Dick invited Chris and I over to see where he and Sherry, his wife, would like to place this table. They had just finished building a 7 thousand SF log cabin and sought to put the table on one of the side porches; a porch that is not enclosed, not screened, not heated nor air-conditioned. That means the table will be exposed to the variances of weather (mainly humid to dry), insects and ultraviolet exposure. This is, of course, a very different set of parameters to work with than a table that remains inside. So we took measurements and determined the size of the table based on the size of the porch.
I drew a table top based on theses dimensions and with the requisite “fan” shape. When Dick saw the drawing, I swear there was a tear in his eye. So I had cleared the first hurdle, that of understanding just what the client wants. Next was choosing the right woods.
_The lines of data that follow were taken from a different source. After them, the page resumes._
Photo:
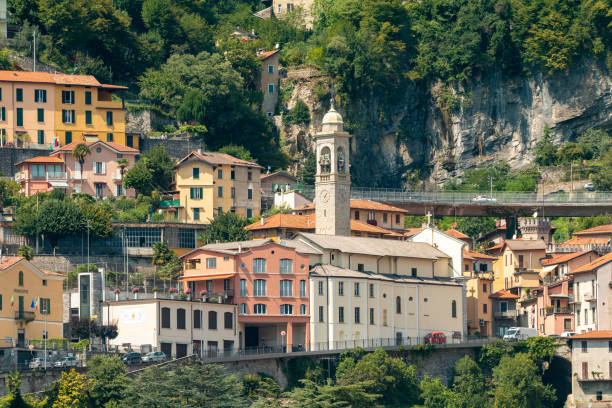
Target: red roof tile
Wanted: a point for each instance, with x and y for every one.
(503, 294)
(598, 334)
(561, 258)
(602, 229)
(593, 265)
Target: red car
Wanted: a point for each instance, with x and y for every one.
(435, 338)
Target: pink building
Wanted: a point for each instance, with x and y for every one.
(268, 281)
(555, 315)
(101, 175)
(41, 174)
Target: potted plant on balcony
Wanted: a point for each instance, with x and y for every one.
(172, 291)
(135, 291)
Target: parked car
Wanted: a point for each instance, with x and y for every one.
(38, 362)
(435, 338)
(154, 356)
(520, 333)
(67, 361)
(132, 358)
(481, 199)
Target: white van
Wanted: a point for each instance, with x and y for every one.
(520, 333)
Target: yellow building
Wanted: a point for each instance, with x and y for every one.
(42, 109)
(210, 183)
(23, 285)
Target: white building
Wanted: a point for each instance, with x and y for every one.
(592, 295)
(453, 247)
(369, 292)
(176, 327)
(591, 370)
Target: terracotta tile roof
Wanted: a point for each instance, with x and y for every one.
(8, 261)
(457, 234)
(115, 146)
(308, 223)
(267, 54)
(42, 159)
(503, 294)
(57, 79)
(525, 244)
(578, 241)
(561, 258)
(213, 158)
(597, 334)
(363, 205)
(477, 255)
(593, 265)
(295, 221)
(602, 229)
There are two primary characteristics for wood that will remain in a protected but unconditioned atmosphere. Stability is the first, in that there is very little moisture absorption or evaporation. Insect resistance is the second important consideration. Wooden boat builders have experimented with the world’s woods for centuries to find the best woods to solve the issues of stability and insects. So my work was considerably eased by relying on this wealth of knowledge to inform my wood choices. The four woods that I settled on also happen to be rot resistant, but that was a minor consideration as there would be only occasional contact with water. The woods I chose are Honduran Mahogany (Swietenia macrophylla), Sapele (Entandrophragma cylindricum), Iroko (Milicia spp.), and for the center support Bubinga (Guibourtia spp.). None of these woods are endangered.
With limited resources locally, I searched for tropical hardwood dealers in the area and found World Timber Corporation about 4 hours north and east. They pulled my order and had it waiting for me when I arrived. They even covered the wood with cardboard to protect it for the four hour drive home in full sun. A few of the 2” thick boards weighted well in excess of 100 lbs.
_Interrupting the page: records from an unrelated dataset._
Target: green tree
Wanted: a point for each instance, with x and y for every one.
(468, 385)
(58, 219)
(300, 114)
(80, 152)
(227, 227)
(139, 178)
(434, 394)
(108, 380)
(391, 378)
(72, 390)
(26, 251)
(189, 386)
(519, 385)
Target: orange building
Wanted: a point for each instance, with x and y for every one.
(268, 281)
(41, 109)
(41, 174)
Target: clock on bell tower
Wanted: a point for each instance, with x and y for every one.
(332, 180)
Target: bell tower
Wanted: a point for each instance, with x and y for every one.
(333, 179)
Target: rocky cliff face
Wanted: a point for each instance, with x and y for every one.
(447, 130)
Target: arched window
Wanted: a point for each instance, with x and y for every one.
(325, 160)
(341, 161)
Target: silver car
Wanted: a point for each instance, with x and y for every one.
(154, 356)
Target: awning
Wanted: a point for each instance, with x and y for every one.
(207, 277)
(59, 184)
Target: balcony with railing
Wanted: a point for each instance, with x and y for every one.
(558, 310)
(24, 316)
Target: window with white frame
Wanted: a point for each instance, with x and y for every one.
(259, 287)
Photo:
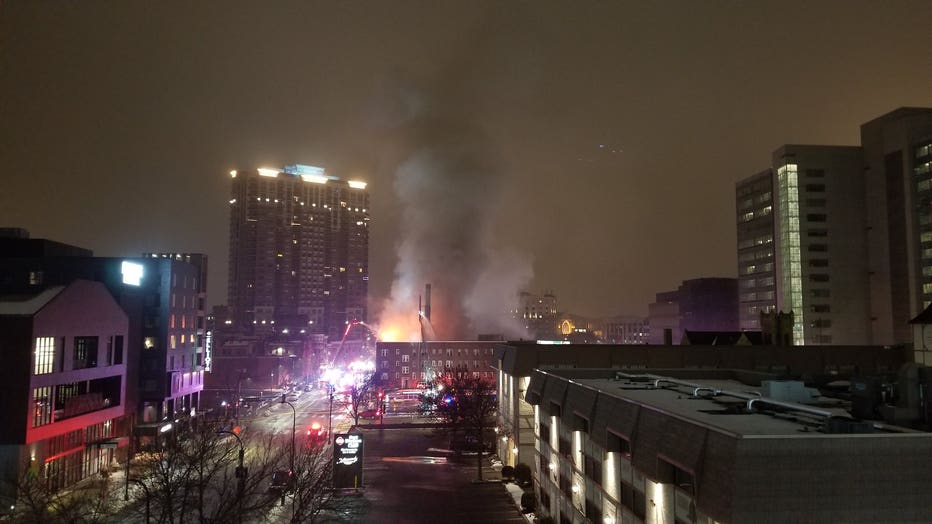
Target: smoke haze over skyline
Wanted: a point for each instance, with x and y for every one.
(588, 148)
The next step was making patterns in ¼” plywood. There are 16 pieces to each of the three sections. The four corner dart-ish pieces were all the same so one pattern would serve for all. The three pieces that comprise the sides and ends of each section were slightly different. With the patterns made I could begin to cut out the table top pieces.
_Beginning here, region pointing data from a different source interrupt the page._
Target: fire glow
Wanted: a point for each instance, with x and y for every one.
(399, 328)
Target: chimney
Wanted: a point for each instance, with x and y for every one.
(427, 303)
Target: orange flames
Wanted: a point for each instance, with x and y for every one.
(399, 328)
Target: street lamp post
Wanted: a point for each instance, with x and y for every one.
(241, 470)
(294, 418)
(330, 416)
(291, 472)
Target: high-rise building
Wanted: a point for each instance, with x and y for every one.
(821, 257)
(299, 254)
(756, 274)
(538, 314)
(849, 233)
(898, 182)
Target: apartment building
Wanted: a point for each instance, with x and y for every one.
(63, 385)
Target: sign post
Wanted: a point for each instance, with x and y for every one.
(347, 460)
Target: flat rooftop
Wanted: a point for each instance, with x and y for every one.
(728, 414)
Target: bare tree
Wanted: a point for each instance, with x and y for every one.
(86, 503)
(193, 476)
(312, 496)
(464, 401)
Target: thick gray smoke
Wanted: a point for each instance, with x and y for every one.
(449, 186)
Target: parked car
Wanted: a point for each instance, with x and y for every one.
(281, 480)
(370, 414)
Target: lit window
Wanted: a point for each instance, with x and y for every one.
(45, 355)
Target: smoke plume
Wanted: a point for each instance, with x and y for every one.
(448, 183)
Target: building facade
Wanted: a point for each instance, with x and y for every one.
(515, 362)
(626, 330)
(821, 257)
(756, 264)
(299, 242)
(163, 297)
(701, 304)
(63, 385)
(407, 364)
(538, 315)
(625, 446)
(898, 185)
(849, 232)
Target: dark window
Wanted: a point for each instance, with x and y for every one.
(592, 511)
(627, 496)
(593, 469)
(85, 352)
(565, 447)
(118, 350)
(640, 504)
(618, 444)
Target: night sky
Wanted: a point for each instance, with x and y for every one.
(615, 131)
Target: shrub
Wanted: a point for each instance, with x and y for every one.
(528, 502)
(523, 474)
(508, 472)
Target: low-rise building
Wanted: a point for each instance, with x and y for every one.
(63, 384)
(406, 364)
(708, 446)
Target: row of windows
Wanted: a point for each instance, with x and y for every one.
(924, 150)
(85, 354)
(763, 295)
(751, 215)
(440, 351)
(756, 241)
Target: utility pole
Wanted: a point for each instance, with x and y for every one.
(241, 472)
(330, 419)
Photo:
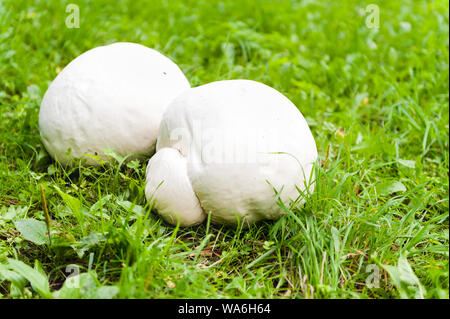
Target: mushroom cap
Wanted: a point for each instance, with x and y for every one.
(246, 146)
(113, 97)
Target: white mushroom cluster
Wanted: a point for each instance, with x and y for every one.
(112, 97)
(229, 149)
To cut the pieces as accurately as possible, I made a jig for my table saw that allowed for precise angle adjustment. Each triangular piece needed to be cut from the center of the board in order to keep the grain of the wood running straight down the middle of each piece.
Gluing triangles together proved to be the next challenge. How does one put equal pressure on adjoining sides of angles? The answer is with another jig. With the two outside edges locked in place, pressure can be placed on the center wedge to create a tight fit.
Wood moves. When the air is dry (winter), wood loses some of its moisture. When the air is humid (summer), wood absorbs some moisture. Woodworkers have to adapt their designs to account for movement. As I mentioned, I chose woods for their stability, but they still move. Just so, I left one joint in each of the three sections without glue. The center circle is not glued either so the tops are free to expand and contract much like a folding hand fan.
The legs have a hint of the equestrian. They are attached to a square steel post made specifically for this table. I would guess the table weighs 300 lbs. based on the grunting of four men who lifted it. I finished the table with 6 coats of marine varnish.
This table was a joy to make. A large part of that joy was the many challenges. The new owners are delighted with it.